Didik menjelaskan, kriminalisasi terhadap kegiatan seks atau hubungan seks yang dilakukan laki-laki dan perempuan yang masing-masing tidak terikat dalam perkawinan yang sah dengan orang lain dalam RUU KUHP memang masih menjadi perdebatan antara pihak yang pro dan kontra. Menurutnya, pihak yang kontra menilai RUU KUHP terlalu mencampuri dan memasung kehidupan pribadi seseorang yaitu negara telah melakukan intervensi kehidupan wilayah pribadi warga negaranya.

"Revisi terhadap pasal perzinaan dinilai sebagai ketentuan yang melanggar hak asasi manusia, dan karena itu mengancam demokrasi," ucapnya.

Sementara itu, menurutnya pihak yang pro menilai masalah perzinahan muncul dari public demand bukan pribadi atau keluarga maka diatur dalam UU, dan di banyak negara liberal, lazim terdapat hukum yang mengatur kegiatan pribadi.

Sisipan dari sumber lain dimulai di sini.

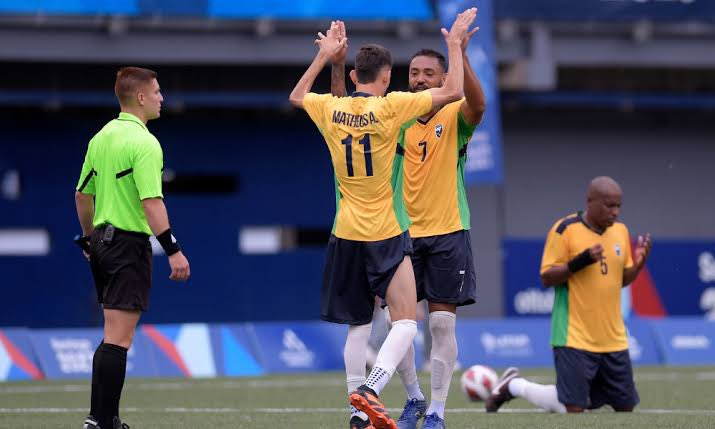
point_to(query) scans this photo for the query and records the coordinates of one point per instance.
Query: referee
(120, 204)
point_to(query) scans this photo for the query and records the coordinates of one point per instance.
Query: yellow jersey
(587, 310)
(365, 136)
(435, 154)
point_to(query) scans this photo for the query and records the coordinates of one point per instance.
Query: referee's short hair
(129, 80)
(369, 61)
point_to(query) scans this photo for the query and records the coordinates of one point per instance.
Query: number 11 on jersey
(365, 141)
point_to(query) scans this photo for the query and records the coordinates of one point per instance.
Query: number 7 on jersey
(365, 141)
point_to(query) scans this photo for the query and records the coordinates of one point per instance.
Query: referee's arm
(85, 211)
(158, 221)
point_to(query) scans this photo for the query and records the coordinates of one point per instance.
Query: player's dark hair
(433, 54)
(369, 61)
(129, 80)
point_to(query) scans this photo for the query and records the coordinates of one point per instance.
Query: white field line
(183, 410)
(162, 385)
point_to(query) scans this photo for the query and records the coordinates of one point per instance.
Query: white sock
(355, 359)
(391, 353)
(443, 357)
(544, 397)
(408, 375)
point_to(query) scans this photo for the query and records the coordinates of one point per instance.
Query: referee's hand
(179, 267)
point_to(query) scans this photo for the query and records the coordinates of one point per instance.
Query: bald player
(587, 259)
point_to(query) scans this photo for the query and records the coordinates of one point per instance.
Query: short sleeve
(148, 163)
(314, 104)
(85, 184)
(409, 105)
(555, 250)
(628, 263)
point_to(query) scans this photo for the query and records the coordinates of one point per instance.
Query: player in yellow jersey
(368, 252)
(587, 258)
(436, 201)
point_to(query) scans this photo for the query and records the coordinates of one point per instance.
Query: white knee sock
(355, 358)
(544, 397)
(443, 358)
(391, 353)
(408, 374)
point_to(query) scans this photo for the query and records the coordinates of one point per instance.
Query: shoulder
(313, 97)
(563, 224)
(621, 228)
(402, 96)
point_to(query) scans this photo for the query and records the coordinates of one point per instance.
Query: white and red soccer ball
(478, 381)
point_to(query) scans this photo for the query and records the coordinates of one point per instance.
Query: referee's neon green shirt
(123, 166)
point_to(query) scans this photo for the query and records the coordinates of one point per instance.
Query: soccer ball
(478, 381)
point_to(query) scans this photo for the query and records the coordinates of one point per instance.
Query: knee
(442, 324)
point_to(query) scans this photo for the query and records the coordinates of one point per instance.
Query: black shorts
(121, 270)
(444, 268)
(356, 271)
(591, 380)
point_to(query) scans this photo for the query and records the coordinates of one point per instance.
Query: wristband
(581, 261)
(168, 242)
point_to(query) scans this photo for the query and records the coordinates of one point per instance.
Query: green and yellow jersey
(587, 310)
(123, 166)
(365, 136)
(435, 154)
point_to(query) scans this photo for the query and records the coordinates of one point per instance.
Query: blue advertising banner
(181, 350)
(504, 343)
(642, 344)
(314, 9)
(68, 353)
(606, 10)
(17, 358)
(484, 153)
(70, 7)
(235, 350)
(686, 340)
(301, 346)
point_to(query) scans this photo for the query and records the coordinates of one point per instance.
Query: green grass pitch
(670, 398)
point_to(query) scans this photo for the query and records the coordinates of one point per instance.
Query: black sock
(111, 370)
(94, 401)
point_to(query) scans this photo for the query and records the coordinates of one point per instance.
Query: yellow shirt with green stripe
(365, 136)
(435, 154)
(587, 309)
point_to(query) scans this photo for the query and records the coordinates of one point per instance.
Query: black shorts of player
(444, 268)
(356, 271)
(121, 269)
(591, 380)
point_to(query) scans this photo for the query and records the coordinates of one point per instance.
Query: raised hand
(468, 37)
(640, 254)
(341, 34)
(330, 44)
(460, 27)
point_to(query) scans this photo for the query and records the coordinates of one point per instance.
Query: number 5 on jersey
(365, 141)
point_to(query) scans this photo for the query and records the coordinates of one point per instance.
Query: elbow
(295, 100)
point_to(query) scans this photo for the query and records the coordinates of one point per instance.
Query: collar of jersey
(361, 94)
(124, 116)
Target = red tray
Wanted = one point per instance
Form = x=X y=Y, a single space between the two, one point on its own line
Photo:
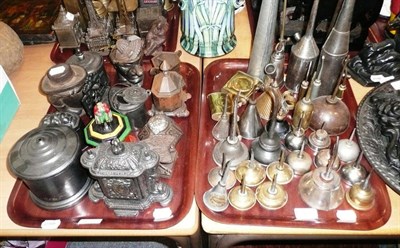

Dia menjelaskan, pihak yang pro berpandangan dalam aktivitas seks, warga tidak boleh melakukan hubungan seks sedarah (incest), warga tidak boleh mengumpulkan foto-foto yang masuk dalam kategori "pornografi anak", warga tidak diizinkan berpoligami, atau kalau menggunakan contoh yang lebih ekstrem, warga tidak boleh melakukan bunuh diri dan warga tidak boleh menjadi pecandu narkotika, kendatipun kedua kegiatan itu bisa dilihat sebagai kegiatan sadar yang dilakukan orang dewasa dengan akibat yang harus ditanggung orang dewasa.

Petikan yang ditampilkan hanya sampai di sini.